How to "select" columns from an array of struct?-CodePudding

I have an array of structs and I want to create a new column, but only select a few columns from the struct.

Currently, I am doing it this way:

F.array(F.struct(
    F.col('orig_column.item_1'),
    F.col('orig_column.item_2'),
    F.col('orig_column.item_3')))

However, the schema is not what I want. I get this:

root
 |-- orig_column: array (nullable = true)
 |    |-- element: struct (containsNull = true)
 |    |    |-- item_1: long (nullable = true)
 |    |    |-- item_2: long (nullable = true)
 |    |    |-- item_3: long (nullable = true)
 |    |    |-- item_4: integer (nullable = true)
 |    |    |-- item_5: integer (nullable = true)
 |    |    |-- item_6: integer (nullable = true)
 |    |    |-- item_7: boolean (nullable = true)
 |-- new_column: array (nullable = false)
 |    |-- element: struct (containsNull = false)
 |    |    |-- item_1: array (nullable = true)
 |    |    |    |-- element: long (containsNull = true)
 |    |    |-- item_2: array (nullable = true)
 |    |    |    |-- element: long (containsNull = true)
 |    |    |-- item_3: array (nullable = true)
 |    |    |    |-- element: long (containsNull = true)
 |    |    |-- item_4: array (nullable = true)
 |    |    |    |-- element: integer (containsNull = true)

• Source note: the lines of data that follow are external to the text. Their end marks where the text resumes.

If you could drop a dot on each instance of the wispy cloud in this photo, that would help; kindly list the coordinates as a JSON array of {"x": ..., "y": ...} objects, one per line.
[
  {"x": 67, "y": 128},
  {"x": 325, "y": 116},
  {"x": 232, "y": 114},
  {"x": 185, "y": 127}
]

What I wanted to happen is:

root
 |-- new_column: array (nullable = true)
 |    |-- element: struct (containsNull = true)
 |    |    |-- item_1: long (nullable = true)
 |    |    |-- item_2: long (nullable = true)
 |    |    |-- item_3: long (nullable = true)

What am I doing wrong?

CodePudding user response：

Since the structs are inside an array, you can "loop" through every element of the array using transform to transform it to whatever you like. The following code selects only desired fields.

Spark 3.1

from pyspark.sql import functions as F
df = spark.createDataFrame(
    [([(2, 2, 2, 2,)],)],
    'orig_column:array<struct<item_1:bigint,item_2:bigint,item_3:bigint,item_4:int>>'
)

df = df.withColumn(
    'new_column',
    F.transform(
        "orig_column", 
        lambda x: F.struct(
            x.item_1.alias('item_1'), 
            x.item_2.alias("item_2"), 
            x.item_3.alias("item_3"))
    )
)

df.printSchema()
# root
#  |-- orig_column: array (nullable = true)
#  |    |-- element: struct (containsNull = true)
#  |    |    |-- item_1: long (nullable = true)
#  |    |    |-- item_2: long (nullable = true)
#  |    |    |-- item_3: long (nullable = true)
#  |    |    |-- item_4: integer (nullable = true)
#  |-- new_column: array (nullable = true)
#  |    |-- element: struct (containsNull = false)
#  |    |    |-- item_1: long (nullable = true)
#  |    |    |-- item_2: long (nullable = true)
#  |    |    |-- item_3: long (nullable = true)

Spark 3.1.2

df = df.withColumn(
    'new_column',
    F.expr("transform(orig_column, x -> struct(x.item_1, x.item_2, x.item_3))")
)

Spark 2.4

df = df.withColumn(
    'new_column',
    F.expr("transform(orig_column, x -> struct(x.item_1 as item_1, x.item_2 as item_2, x.item_3 as item_3))")
)